Crossed Genres Issue 12, the LGBTQ issue, goes live on November 1.
And I’m in it. Woohoo! My short story “Cold,” about two young women on a planet in the late stages of terraforming, will appear on page… — well, I don’t know what page it’ll be on. But it’ll be in the printed issue, & on the Crossed Genres website too. Along with some other really good stories & artwork, like the artwork above which comes from the issue’s cover.
But while I’m really happy about being published in it, & will keep bragging it up in other posts, that’s not my primary purpose with this post.
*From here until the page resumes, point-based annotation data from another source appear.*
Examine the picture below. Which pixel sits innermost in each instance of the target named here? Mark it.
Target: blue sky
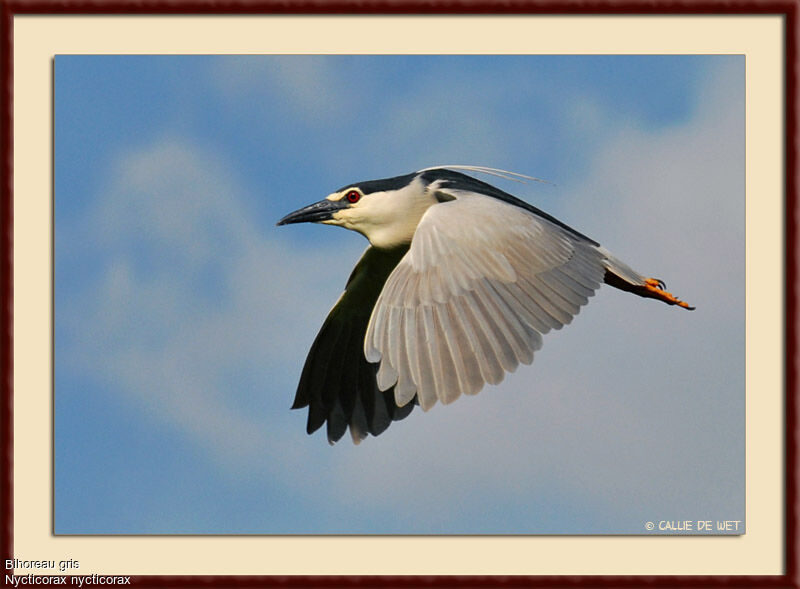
(183, 315)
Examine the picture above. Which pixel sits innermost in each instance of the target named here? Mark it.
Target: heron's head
(385, 211)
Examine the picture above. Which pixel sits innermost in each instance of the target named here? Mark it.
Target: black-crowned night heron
(458, 285)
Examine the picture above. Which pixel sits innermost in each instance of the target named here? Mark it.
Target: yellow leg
(656, 289)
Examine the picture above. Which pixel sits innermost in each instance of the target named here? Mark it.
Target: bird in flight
(458, 285)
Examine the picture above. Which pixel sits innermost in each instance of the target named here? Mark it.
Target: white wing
(482, 281)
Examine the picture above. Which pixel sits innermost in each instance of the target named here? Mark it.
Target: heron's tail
(621, 276)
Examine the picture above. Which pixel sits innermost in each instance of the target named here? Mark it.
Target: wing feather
(338, 384)
(480, 284)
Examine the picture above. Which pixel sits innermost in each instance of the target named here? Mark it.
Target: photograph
(534, 323)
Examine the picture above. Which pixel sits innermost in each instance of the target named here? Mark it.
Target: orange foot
(655, 289)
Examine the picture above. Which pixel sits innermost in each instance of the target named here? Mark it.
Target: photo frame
(38, 28)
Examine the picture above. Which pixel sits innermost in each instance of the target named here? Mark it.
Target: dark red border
(787, 8)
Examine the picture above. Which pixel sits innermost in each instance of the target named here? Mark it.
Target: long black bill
(319, 211)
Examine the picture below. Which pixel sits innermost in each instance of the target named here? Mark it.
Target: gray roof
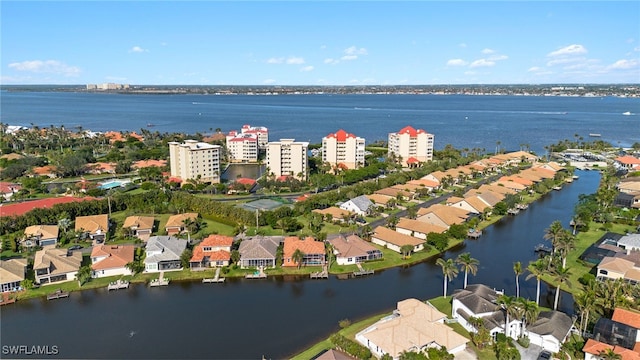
(554, 323)
(170, 248)
(362, 202)
(260, 247)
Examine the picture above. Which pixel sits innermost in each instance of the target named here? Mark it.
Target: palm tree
(536, 269)
(507, 304)
(298, 257)
(561, 275)
(517, 269)
(449, 270)
(468, 265)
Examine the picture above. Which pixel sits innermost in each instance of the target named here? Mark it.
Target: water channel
(276, 317)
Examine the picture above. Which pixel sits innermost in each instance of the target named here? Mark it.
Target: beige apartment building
(195, 160)
(287, 157)
(411, 145)
(343, 149)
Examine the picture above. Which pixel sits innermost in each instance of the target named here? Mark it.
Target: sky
(319, 42)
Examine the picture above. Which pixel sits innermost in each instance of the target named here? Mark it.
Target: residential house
(176, 223)
(12, 272)
(111, 260)
(351, 249)
(549, 331)
(314, 252)
(259, 251)
(442, 215)
(360, 205)
(40, 235)
(163, 253)
(417, 228)
(139, 226)
(95, 227)
(413, 326)
(213, 251)
(394, 240)
(56, 265)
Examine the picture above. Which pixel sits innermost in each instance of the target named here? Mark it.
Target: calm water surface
(276, 317)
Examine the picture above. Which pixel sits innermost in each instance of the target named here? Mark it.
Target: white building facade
(195, 160)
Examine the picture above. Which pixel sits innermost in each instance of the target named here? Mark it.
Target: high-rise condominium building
(287, 157)
(195, 160)
(343, 149)
(411, 145)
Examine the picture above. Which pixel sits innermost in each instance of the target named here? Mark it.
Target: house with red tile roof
(111, 260)
(213, 251)
(314, 251)
(26, 206)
The opposite of homophobia is…
On September 1, in one of two posts I wrote in celebration of Outer Alliance Pride Day, I wrote a post called “Queer eye for the sci-fi (& fantasy): LGBTA writers & homophobia” about antigay prejudice in the world of science fiction & fantasy. It was a homophobic rant by Nebula-award nominated John C. Wright that prompted the founding of the Outer Alliance in the first place. (I also talked about Orson Scott Card.) [Ref #1]
Less than two weeks later, in a post called “Cold, Crossed Genres, & Flash homophobia”, I wrote about another instance of homophobia in the SF/F world: the refusal by Jake Freivald, editor of Flash Fiction Online, to accept Crossed Genres‘ ad calling for submissions to the LGBTQ issue (yes, this same issue that’s about to be published, with me in it) because that editor doesn’t accept “sexually themed ads” — & to him, anything with LGBTQ content was “sexually themed.” Which is not the last thing Jake Freivald said that made a lot of people including me to rate him as homophobic, even if Frievald himself still claimes to “like” the gay people he knows. [Ref #2]
There was a lot of reaction to the FFO editor’s action once it became known. I write some about that in that post too.
But here’s something I didn’t mention:
Shortly after Bart Leib on Crossed Genres‘ blog & Outer Alliance posted about FFO as a queer-unfriendly market [Refs #3–4], Bart Leib was approached by Pablo Defendini of Tor.com. Tor.com is the community site associated with Tor Books, one of the biggest publishers in science fiction/fantasy. Defendini wrote about FFO’s rejection of the ad:
We find this attitude reprehensible, and would like to do our part in disabusing the public at large of the notion that the SF/F community is not LGBTQ-friendly. Tor.com would be more than happy to host your ad for the LBGTQ issue for free, for a period of, say, two or three weeks leading into the publication of the issue on 01 November? [Ref #5]
The ad at the top of this page went live on Tor.com yesterday. Now, & for the next couple of weeks, it appears as a banner ad on the very top of Tor’s home page (you might have to refresh the screen a few times, as the Crossed Genres‘ ad alternates with other ads placed there).
Now, that might not seem like a big deal. But it’s an unanticipated act of generosity & welcome not only to Crossed Genres‘ & its LGBTQ issue, but to LGBTQ & allied writers and readers as a whole, from one of SF/F’s top publishers. Let Tor.com know your appreciation.
I also want to mention here that Crossed Genres isn’t an LGBTQ magazine. It’s a science fiction/fantasy magazine — as it advertises itself, “science fiction & fantasy with a twist.” But its also a member of the Outer Alliance, & while there’s only one LGBTQ issue (so far, anyway), they always welcome new submissions with LGBTQ themes, so long as those submissions also have elements of Crossed Genres’ current theme. See the current genre page for details.
I’ve already been encouraging some of my friends who write good SF/F to think about submitting to Crossed Genres. I’ll be doing it again myself.
- 9/1/09. “Queer eye for the sci-fi (& fantasy): LGBTA writers & homophobia” by Melissa S. Green (Henkimaa).
- 9/12/09. “Cold, Crossed Genres, & Flash homophobia” by Melissa S. Green (Henkimaa).
- 9/9/09. “SFF market rejects our LGBTQ ad” by Bart Leib (Crossed Genres).
- 9/9/09. “Regarding queer-unfriendly markets” by mbranesf (Outer Alliance).
- 9/10/09. “Just keep your wide eyes wide wide open” by Barb Leib (Crossed Genres blog).